Facebook’s Libra payment protocol could make central and commercial banks irrelevant, but PayPal has no future anyway, the CEO of derivatives giant BitMEX thinks. Arthur Hayes made the comments in a new interview with Taiwanese news network BlockTempo TV on July 9.
Speaking during this year’s Asia Blockchain Summit (ABS), Hayes made grim forecasts for both banks and fiat-based payment networks.
Libra, which saw its whitepaper release last month but has yet to launch, has drawn both praise and criticism from across the international economy.
For
Hayes, participants who should be most worried are banks themselves.
Even if Libra is a centralized platform which can freeze out specific
transactions and users, banks will still face major upheaval.
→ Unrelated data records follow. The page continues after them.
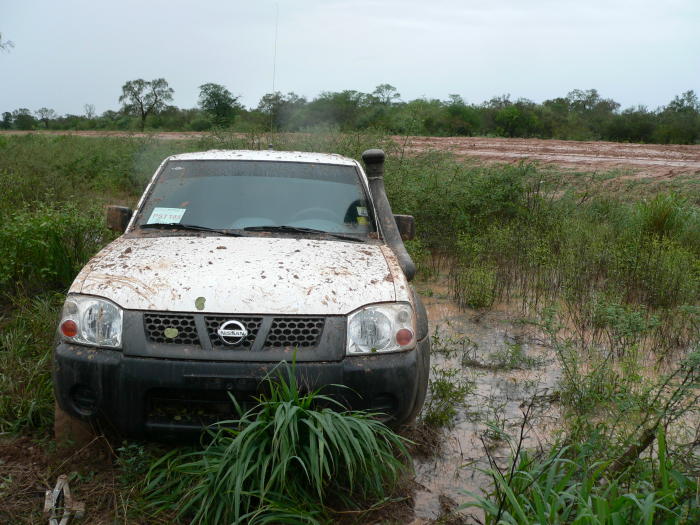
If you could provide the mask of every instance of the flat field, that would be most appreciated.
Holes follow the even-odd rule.
[[[198,140],[206,132],[125,133],[119,131],[0,131],[0,135],[41,134],[79,137],[132,137]],[[235,134],[246,138],[245,134]],[[408,153],[440,151],[460,159],[491,162],[539,162],[578,171],[629,170],[635,177],[672,178],[700,174],[700,145],[626,144],[573,140],[487,137],[392,136]]]

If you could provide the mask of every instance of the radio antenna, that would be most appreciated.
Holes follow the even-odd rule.
[[[275,3],[275,51],[272,56],[272,96],[275,96],[275,77],[277,74],[277,30],[280,21],[280,5]],[[270,108],[270,131],[274,132],[274,108]]]
[[[277,30],[280,21],[280,5],[275,4],[275,53],[272,58],[272,92],[275,92],[275,74],[277,73]]]

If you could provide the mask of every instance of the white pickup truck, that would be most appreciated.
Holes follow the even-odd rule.
[[[57,437],[198,435],[295,361],[299,385],[398,426],[425,399],[428,322],[384,153],[168,157],[70,288],[54,351]]]

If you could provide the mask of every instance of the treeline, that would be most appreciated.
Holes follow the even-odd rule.
[[[372,93],[322,92],[313,99],[295,93],[264,95],[257,107],[245,108],[219,84],[200,86],[199,107],[169,105],[173,90],[164,79],[129,81],[122,86],[118,111],[96,115],[85,105],[82,115],[57,115],[50,108],[20,108],[2,113],[0,128],[20,130],[207,131],[356,131],[377,129],[393,134],[431,136],[498,136],[565,140],[611,140],[662,144],[700,142],[700,100],[694,91],[666,106],[621,109],[595,89],[574,90],[565,97],[535,103],[494,97],[469,104],[459,95],[447,100],[403,101],[394,86],[381,84]]]

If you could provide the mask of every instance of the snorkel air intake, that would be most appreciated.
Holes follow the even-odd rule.
[[[380,149],[368,149],[362,154],[362,161],[365,163],[365,172],[369,181],[369,191],[372,193],[377,220],[384,234],[384,240],[396,255],[406,279],[410,281],[416,274],[416,265],[413,264],[411,256],[408,255],[406,247],[403,245],[394,214],[391,211],[391,204],[386,197],[384,158],[384,152]]]

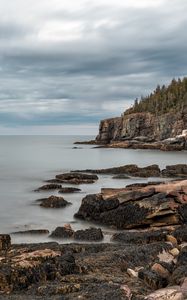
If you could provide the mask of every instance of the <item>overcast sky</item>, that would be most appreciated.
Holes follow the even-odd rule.
[[[0,0],[0,134],[95,134],[187,75],[186,0]]]

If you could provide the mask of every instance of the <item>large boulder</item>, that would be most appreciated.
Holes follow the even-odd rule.
[[[77,230],[74,233],[74,239],[79,241],[102,241],[104,238],[100,228],[89,228],[85,230]]]
[[[11,238],[9,234],[0,234],[0,251],[8,250],[11,247]]]

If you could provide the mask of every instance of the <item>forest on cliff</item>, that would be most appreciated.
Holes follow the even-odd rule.
[[[160,86],[147,97],[136,99],[124,114],[150,112],[162,115],[169,112],[184,113],[187,108],[187,77],[173,79],[168,86]]]

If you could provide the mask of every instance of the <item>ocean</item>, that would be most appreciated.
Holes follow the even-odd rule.
[[[54,230],[70,223],[74,229],[93,224],[75,220],[82,198],[97,193],[101,187],[124,187],[149,179],[112,179],[99,176],[98,182],[81,185],[81,192],[64,195],[72,203],[62,209],[44,209],[36,200],[58,195],[58,192],[34,192],[44,180],[56,174],[76,169],[108,168],[125,164],[148,166],[187,163],[187,152],[155,150],[94,149],[92,145],[74,145],[75,141],[93,139],[92,136],[0,136],[0,233],[28,229]],[[77,146],[78,149],[73,149]],[[159,179],[158,179],[159,180]],[[70,185],[68,185],[70,186]],[[105,228],[104,228],[105,229]],[[13,242],[29,243],[50,241],[48,236],[12,235]]]

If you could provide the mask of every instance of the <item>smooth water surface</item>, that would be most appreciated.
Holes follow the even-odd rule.
[[[65,223],[72,227],[85,228],[90,224],[73,218],[81,199],[88,193],[99,192],[101,187],[124,187],[142,179],[115,180],[112,176],[100,176],[98,182],[81,185],[81,193],[67,194],[64,198],[72,205],[63,209],[44,209],[35,200],[58,195],[57,192],[33,190],[44,180],[56,174],[75,169],[108,168],[125,164],[148,166],[187,163],[187,152],[161,152],[154,150],[93,149],[91,145],[73,142],[89,140],[86,136],[0,136],[0,232],[46,228],[50,231]],[[80,149],[79,149],[80,147]],[[68,185],[70,186],[70,185]],[[47,236],[12,236],[15,242],[49,240]]]

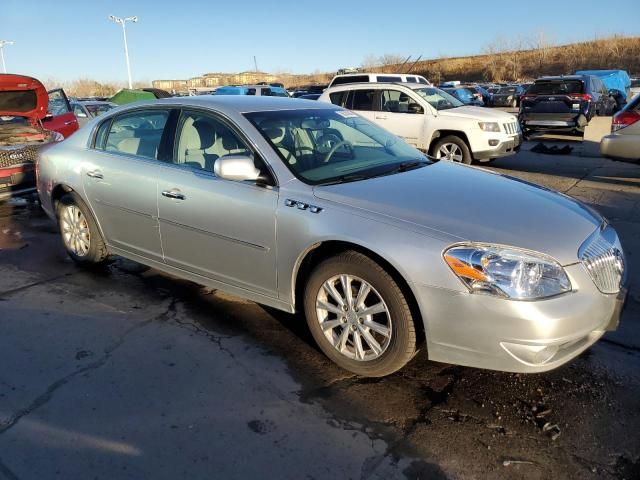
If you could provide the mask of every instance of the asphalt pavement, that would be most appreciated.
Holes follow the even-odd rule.
[[[300,317],[81,270],[37,204],[0,205],[0,479],[640,478],[640,166],[532,145],[485,168],[600,210],[632,282],[619,331],[536,375],[360,378]]]

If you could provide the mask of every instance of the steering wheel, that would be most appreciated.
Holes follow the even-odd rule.
[[[335,137],[335,135],[334,135]],[[336,137],[338,138],[338,137]],[[336,150],[338,150],[340,147],[342,146],[348,147],[349,150],[349,155],[351,156],[351,158],[355,158],[355,156],[353,155],[353,144],[347,140],[340,140],[338,143],[336,143],[331,150],[329,150],[329,152],[327,153],[327,155],[325,155],[324,157],[324,163],[328,163],[329,160],[331,159],[331,157],[333,156],[334,153],[336,153]]]

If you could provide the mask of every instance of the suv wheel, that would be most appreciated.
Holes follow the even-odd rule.
[[[438,140],[433,147],[433,156],[438,160],[471,164],[473,158],[464,140],[455,135],[448,135]]]
[[[340,367],[381,377],[416,354],[411,310],[398,284],[369,257],[344,252],[318,265],[304,309],[320,349]]]
[[[92,265],[107,258],[107,247],[98,226],[77,194],[65,194],[58,201],[56,213],[62,243],[76,263]]]

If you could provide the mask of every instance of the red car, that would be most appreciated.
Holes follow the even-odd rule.
[[[38,149],[76,130],[63,90],[47,93],[35,78],[1,74],[0,200],[34,191]]]

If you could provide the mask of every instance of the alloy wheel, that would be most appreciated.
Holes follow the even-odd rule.
[[[440,160],[451,160],[452,162],[462,162],[462,149],[455,143],[443,143],[436,152],[436,158]]]
[[[389,309],[359,277],[336,275],[324,282],[316,297],[316,312],[327,340],[347,358],[375,360],[391,342]]]
[[[75,205],[67,205],[60,216],[60,229],[65,246],[73,254],[84,257],[89,253],[91,234],[82,211]]]

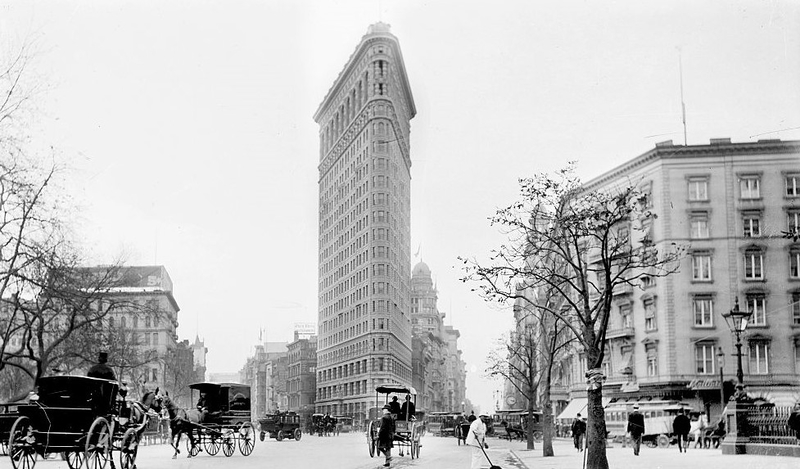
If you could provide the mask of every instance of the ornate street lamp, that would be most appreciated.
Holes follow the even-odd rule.
[[[752,316],[752,311],[742,311],[739,309],[738,296],[736,297],[736,303],[734,304],[731,312],[728,314],[722,314],[722,317],[725,318],[725,322],[728,323],[728,327],[730,328],[731,332],[736,335],[736,362],[738,366],[736,369],[736,379],[738,380],[738,383],[736,384],[736,393],[733,395],[733,398],[736,401],[740,401],[747,397],[747,393],[744,392],[744,372],[742,371],[742,334],[744,333],[745,329],[747,329],[747,323],[750,321]]]

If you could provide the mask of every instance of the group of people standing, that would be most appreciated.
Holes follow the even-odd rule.
[[[397,396],[392,396],[392,400],[383,406],[381,409],[381,423],[378,427],[378,453],[383,453],[386,458],[384,467],[389,467],[392,462],[392,448],[394,447],[395,432],[397,425],[395,420],[415,420],[416,419],[416,406],[411,400],[411,394],[406,395],[406,400],[403,405],[397,400]],[[402,449],[400,456],[403,455]]]

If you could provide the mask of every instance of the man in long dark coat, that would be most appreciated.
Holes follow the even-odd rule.
[[[678,452],[686,452],[689,446],[689,430],[691,428],[692,421],[683,413],[683,409],[678,410],[678,415],[672,421],[672,433],[678,437]]]
[[[378,428],[378,452],[383,452],[386,457],[384,467],[389,467],[392,462],[392,446],[394,446],[395,425],[391,414],[391,406],[383,406],[381,425]]]
[[[633,412],[628,415],[628,433],[631,434],[633,442],[633,454],[639,456],[639,448],[642,446],[642,435],[644,434],[644,415],[639,413],[639,406],[633,406]]]
[[[108,362],[108,353],[100,352],[97,356],[97,363],[89,368],[86,376],[90,378],[101,378],[110,381],[116,381],[117,376],[114,374],[114,370],[112,370],[110,366],[106,365],[106,362]]]

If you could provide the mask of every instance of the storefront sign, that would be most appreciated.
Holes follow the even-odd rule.
[[[719,389],[719,380],[717,379],[693,379],[689,384],[686,386],[689,389],[694,391],[703,391],[707,389],[718,390]]]

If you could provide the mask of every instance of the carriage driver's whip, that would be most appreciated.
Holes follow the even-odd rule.
[[[485,450],[485,449],[483,449],[483,443],[482,443],[480,440],[478,440],[478,434],[477,434],[477,433],[475,433],[474,431],[472,432],[472,434],[473,434],[473,435],[475,435],[475,441],[477,441],[477,442],[478,442],[478,446],[480,446],[480,448],[481,448],[481,451],[483,451],[483,455],[484,455],[484,456],[486,456],[486,460],[487,460],[487,461],[489,461],[489,469],[503,469],[503,468],[502,468],[502,467],[500,467],[500,466],[495,466],[495,465],[492,463],[492,460],[491,460],[491,459],[489,459],[489,455],[488,455],[488,454],[486,454],[486,450]]]

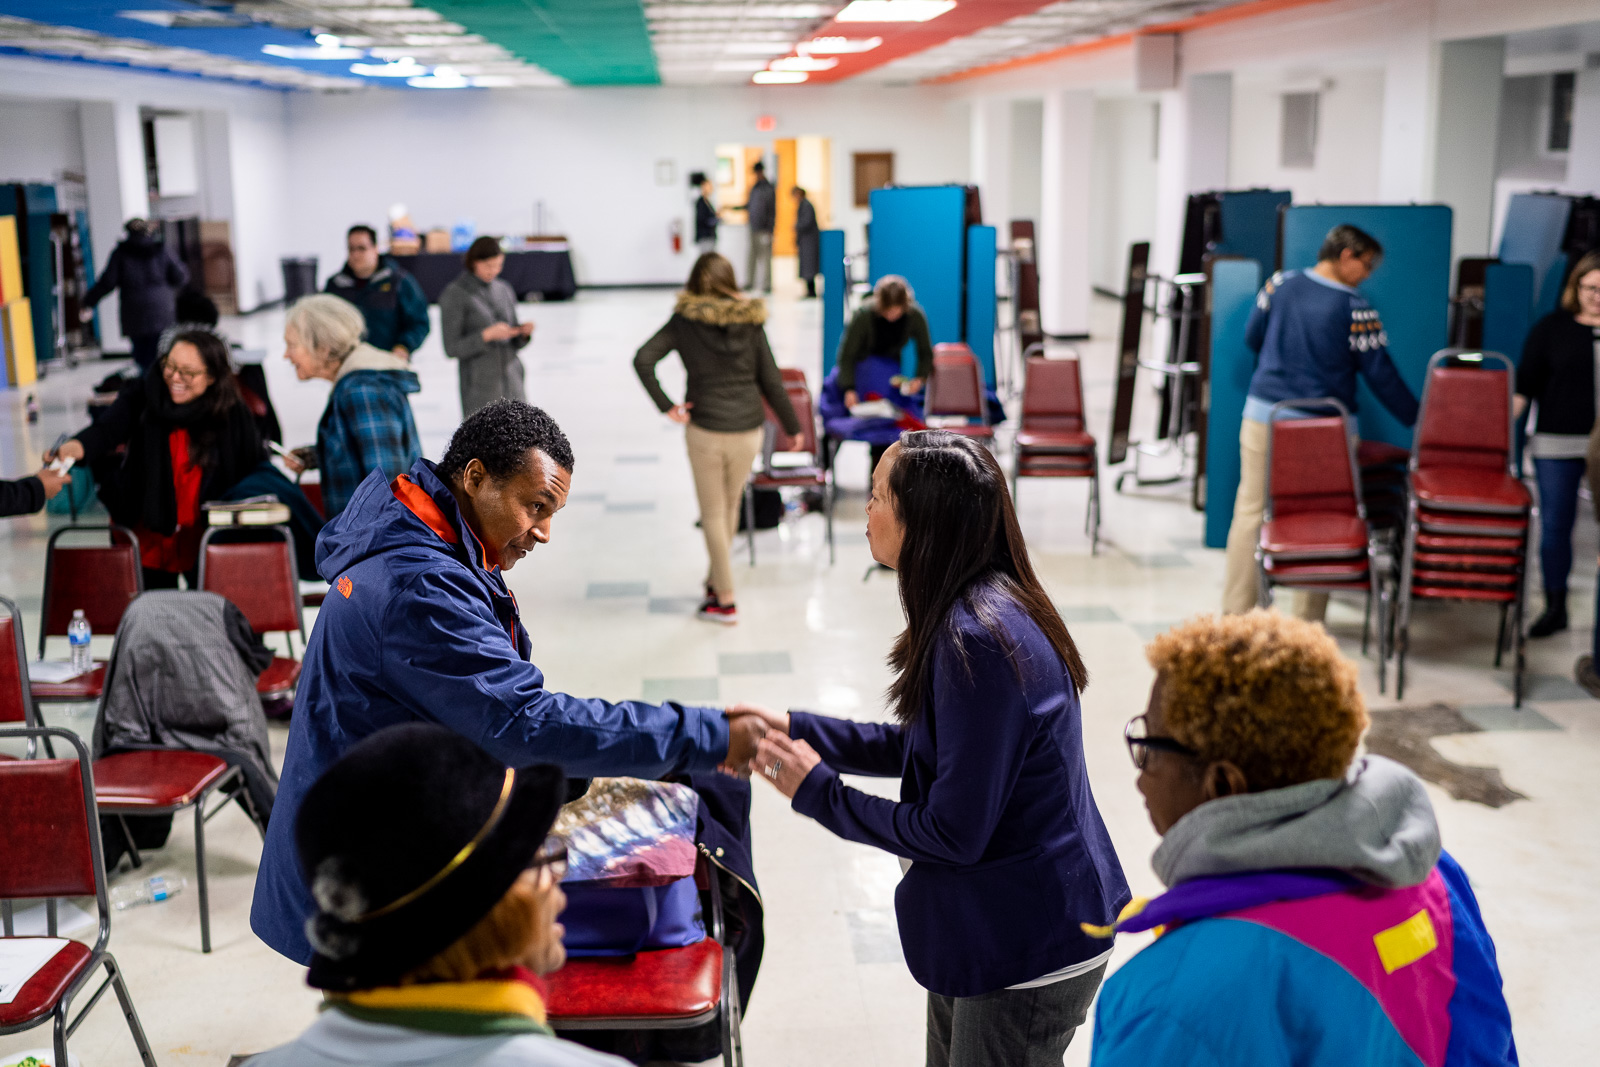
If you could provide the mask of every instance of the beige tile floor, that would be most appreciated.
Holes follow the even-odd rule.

“All a bank is relegated to is a dumb node that holds fiat currency in electronic form at a central bank,” he said.
A
digital token forms just the first offering for Libra, with Hayes
considering the future will see Facebook providing loans and other
services currently the domain of the banking sector.
“It has the
potential to completely disintermediate commercial banks entirely, and
destroy their revenue-generating possibilities,” he continued.
His most damning prognosis, however, was reserved for PayPal, the payment network seeing increasing competition from crypto-friendly players such as Square.
“PayPal’s f*cked anyway,” he said, explaining its fate did not even depend on Libra’s success.
The BitMEX CEO is well known for his soundbites pronouncing the death of traditional finance. Last week, however, he courted controversy over the recording of a debate he had at ABS with serial bitcoin naysayer, Nouriel Roubini.